The question, "Did you tell your attorney where on the premises this accident occurred?", is what is here in issue. It is clear that by asking this question the defense counsel was trying to create the inference in the minds of the jury that the plaintiff must have related to her attorney a location where her injuries occurred other than that to which she had testified. This is borne out by the defendant's claims of proof (1) that the plaintiff told her lawyer that she struck a pane of glass at Valley Bowl other than the one to which she testified at the trial, and (2) that the plaintiff struck a pane of glass at Valley Bowl other than the one she testified at the trial to having struck. Furthermore, in his closing argument to the jury, the defendant's counsel stated that the plaintiff had to tell her counsel "her whole story *395 where and how it happened" and that "if that was where this accident occurred [the location testified to by the plaintiff], you would have had photos clearly showing the area".
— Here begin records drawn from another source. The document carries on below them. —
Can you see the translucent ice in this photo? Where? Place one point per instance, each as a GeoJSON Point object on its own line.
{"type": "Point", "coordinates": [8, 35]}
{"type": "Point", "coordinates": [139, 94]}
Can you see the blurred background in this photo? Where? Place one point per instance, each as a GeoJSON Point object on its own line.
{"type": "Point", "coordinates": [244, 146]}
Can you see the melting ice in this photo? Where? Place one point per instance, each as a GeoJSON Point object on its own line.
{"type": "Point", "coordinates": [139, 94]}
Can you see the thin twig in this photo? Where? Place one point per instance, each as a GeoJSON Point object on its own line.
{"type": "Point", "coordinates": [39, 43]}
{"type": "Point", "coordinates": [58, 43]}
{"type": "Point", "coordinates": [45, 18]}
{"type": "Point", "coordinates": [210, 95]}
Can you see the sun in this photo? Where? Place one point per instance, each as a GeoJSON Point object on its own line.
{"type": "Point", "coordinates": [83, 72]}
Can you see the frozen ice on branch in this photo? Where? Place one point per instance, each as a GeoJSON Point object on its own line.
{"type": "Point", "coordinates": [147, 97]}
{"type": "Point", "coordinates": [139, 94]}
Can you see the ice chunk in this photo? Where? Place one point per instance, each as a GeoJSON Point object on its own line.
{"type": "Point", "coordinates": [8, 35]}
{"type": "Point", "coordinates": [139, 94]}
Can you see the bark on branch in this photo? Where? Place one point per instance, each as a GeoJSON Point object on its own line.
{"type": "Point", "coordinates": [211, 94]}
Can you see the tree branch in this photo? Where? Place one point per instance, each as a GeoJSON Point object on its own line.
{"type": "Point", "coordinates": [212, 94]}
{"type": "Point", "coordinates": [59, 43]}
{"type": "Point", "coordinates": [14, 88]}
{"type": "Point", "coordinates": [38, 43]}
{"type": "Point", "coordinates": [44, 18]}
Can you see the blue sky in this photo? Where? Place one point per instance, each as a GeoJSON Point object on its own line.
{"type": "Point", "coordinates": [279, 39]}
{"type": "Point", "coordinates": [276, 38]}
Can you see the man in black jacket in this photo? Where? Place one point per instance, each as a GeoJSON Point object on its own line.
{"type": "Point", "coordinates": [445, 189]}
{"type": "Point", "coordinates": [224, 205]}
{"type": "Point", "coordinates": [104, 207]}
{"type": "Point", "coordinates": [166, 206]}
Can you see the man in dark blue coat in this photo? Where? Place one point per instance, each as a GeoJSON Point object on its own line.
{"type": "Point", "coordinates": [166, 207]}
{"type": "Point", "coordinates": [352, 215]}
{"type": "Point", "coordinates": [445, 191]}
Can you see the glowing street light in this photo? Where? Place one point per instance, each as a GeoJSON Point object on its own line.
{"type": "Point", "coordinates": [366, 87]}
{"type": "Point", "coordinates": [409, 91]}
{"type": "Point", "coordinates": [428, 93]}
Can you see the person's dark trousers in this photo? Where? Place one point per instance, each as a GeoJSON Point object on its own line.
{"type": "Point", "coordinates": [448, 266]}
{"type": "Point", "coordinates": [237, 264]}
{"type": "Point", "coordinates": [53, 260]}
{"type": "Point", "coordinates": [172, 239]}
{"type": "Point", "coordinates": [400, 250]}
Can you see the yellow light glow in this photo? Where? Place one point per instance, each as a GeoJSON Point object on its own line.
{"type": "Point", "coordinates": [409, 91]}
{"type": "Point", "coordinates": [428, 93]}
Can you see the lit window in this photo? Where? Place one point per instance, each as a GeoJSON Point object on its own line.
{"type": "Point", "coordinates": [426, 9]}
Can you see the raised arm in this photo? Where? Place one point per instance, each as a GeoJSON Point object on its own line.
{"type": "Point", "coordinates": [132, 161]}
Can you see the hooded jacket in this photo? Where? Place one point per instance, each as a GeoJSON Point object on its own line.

The common-law rule of privileged communications has been stated as follows: "Where legal advice of any kind is sought from a professional legal adviser in his capacity as such, the communications relating to that purpose, made in confidence by the client, are at his instance permanently protected from disclosure by himself or by the legal adviser, except the protection be waived." 8 Wigmore, Evidence § 2292, p. 554 (McNaughton Rev. 1961); see also Doyle v. Reeves, 112 Conn. 521, 523, 152 A. 882, quoting almost identical language in 5 Wigmore, Evidence (2d Ed.) § 2292. We have not, as have some states, any statute altering this rule. One of the essential elements of the claim of privilege between attorney and client is that the communication be confidential. State v. Hanna, 150 Conn. 457, 466, 191 A.2d 124; Doyle v. Reeves, supra; Turner's Appeal, 72 Conn. 305, 318, 44 A. 310; McCormick, Evidence § 95. The privilege being for the protection of the client in his subjective freedom of consultation, it would obviously be defeated if the disclosure of the confidences, though not compellable from the attorney, was still obtainable from the client. Accordingly, under the modern theory, it has never been doubted that the client's own testimony is equally privileged. 8 Wigmore, op. cit. § 2324, p. 631. The client's offer of his own testimony in the cause at large does not constitute a waiver for the purpose either of cross-examining him as to the communications or of calling the attorney to prove them. If this were otherwise, the privilege of consultation would be exercised only at the *396 penalty of closing the client's own mouth on the stand. 8 Wigmore, op. cit. § 2327, p. 637; see McCormick, op. cit. § 97.

The purpose and effect of the question, "Did you tell your attorney where on the premises this accident occurred?", was to reveal a direct communication from client to attorney. The communication related to a matter which was an essential part of disclosures necessary to complete confidentiality between client and attorney. By the asking of the question, the credibility of the plaintiff came into issue because of what she told her attorney and not as a result of proper cross-examination. This is most clearly demonstrated by the already recited claim of proof that the plaintiff told her lawyer that she struck a pane of glass at Valley Bowl other than the one to which she testified at the trial. The fact that the plaintiff testified as to how and where she was injured, of course, subjected her to cross-examination in order to attack her credibility. It did not constitute a waiver of her attorney-client privilege as to what she told her attorney as to where she fell. Under the circumstances of this case, we can see no essential distinction between the question, "What did you tell your attorney?", and the question in issue. The attorney-client privilege is not to be vitiated by a distinction in semantics. The resort to the question in issue went beyond the scope of proper cross-examination and was an improper invasion of the privilege. It was clearly prejudicial and harmful.

The court's ruling on the issue of attorney-client privilege constituted harmful error.

There is error, the judgment is set aside and a new trial is ordered.

In this opinion the other judges concurred.